Panono is making a last round of changes to the design of its round panorama camera before getting ready to ship the product.
The camera stiches together images taken simultaneously by 36 fixed-focus 3-megapixel cameras located around its ball-like shape. The camera can take its pictures when up in the air, which can make for some cool effects.
Users can also take pictures by attaching the camera to a stick or pressing a button on the camera while holding it in their hand. The camera can also be remotely triggered from a smartphone or tablet.
Panono aims to ship the product in the Spring, and the product development is now entering the final stages, according to co-founder and CEO Björn Bollensdorff.
"The mechanics are basically done. We are making some adaptions after some drop tests. We are also doing the last debugging of the electronics," Björn said on the show floor of the Web Summit in Dublin.
A droppable panorama camera
Panono wants the final product to survive a fall from 3 or 4 metres, but is still tweaking the design. The camera should also be water-resistant.
To show the pictures taken by the camera in the best possible light, Panono has developed an app that lets users see the stitched-together images using the Oculus Rift virtual headset. Putting on the headset gave the impression of standing inside an image, looking at it in different directions.

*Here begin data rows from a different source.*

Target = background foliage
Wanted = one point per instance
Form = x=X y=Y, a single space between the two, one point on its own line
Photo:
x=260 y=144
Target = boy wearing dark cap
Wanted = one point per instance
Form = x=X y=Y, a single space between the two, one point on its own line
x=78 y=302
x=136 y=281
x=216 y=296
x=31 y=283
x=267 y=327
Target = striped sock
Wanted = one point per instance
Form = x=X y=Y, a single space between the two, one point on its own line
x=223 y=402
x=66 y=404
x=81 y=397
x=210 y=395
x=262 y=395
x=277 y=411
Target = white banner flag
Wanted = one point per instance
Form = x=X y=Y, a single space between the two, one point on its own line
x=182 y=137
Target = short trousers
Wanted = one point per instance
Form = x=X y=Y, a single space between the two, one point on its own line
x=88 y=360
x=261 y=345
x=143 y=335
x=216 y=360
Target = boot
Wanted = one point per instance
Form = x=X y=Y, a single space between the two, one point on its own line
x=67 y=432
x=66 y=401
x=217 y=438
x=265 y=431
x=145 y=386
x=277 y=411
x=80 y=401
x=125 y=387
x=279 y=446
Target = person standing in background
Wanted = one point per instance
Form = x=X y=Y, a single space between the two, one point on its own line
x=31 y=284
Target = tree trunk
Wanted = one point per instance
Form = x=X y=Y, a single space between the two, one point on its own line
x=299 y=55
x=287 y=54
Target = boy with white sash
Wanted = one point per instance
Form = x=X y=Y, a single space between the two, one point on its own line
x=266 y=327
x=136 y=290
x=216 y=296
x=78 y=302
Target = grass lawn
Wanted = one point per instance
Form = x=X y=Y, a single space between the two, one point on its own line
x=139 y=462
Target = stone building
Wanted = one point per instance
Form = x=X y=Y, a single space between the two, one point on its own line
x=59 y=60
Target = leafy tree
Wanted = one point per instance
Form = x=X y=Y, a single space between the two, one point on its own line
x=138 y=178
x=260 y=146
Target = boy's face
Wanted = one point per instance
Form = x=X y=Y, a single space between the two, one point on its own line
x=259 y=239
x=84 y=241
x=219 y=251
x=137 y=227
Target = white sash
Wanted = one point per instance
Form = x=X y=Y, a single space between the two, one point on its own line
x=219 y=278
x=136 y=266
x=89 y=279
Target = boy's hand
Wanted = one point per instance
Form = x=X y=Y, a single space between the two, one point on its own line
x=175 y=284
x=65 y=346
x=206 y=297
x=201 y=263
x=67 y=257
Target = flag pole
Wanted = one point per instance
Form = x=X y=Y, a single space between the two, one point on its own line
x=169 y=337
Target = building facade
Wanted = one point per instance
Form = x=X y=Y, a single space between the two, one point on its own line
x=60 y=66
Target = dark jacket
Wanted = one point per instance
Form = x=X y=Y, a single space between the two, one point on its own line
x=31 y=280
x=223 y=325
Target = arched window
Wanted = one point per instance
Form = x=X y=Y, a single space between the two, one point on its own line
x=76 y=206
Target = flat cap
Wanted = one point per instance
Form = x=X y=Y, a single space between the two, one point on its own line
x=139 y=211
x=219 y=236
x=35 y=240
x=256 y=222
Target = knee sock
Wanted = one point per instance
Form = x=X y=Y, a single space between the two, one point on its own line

The product won early support from would-be buyers, raising US$1.25 million in what was at the time the biggest German crowd-funding campaign.
Although Panono's camera is a fun product, its high price could make it difficult to turn it into a mass market success. When it finally ships, it will cost €599 including taxes in Europe, and US$599 in the U.S. For now, the company is taking advance orders via its website, priced €549 or $549.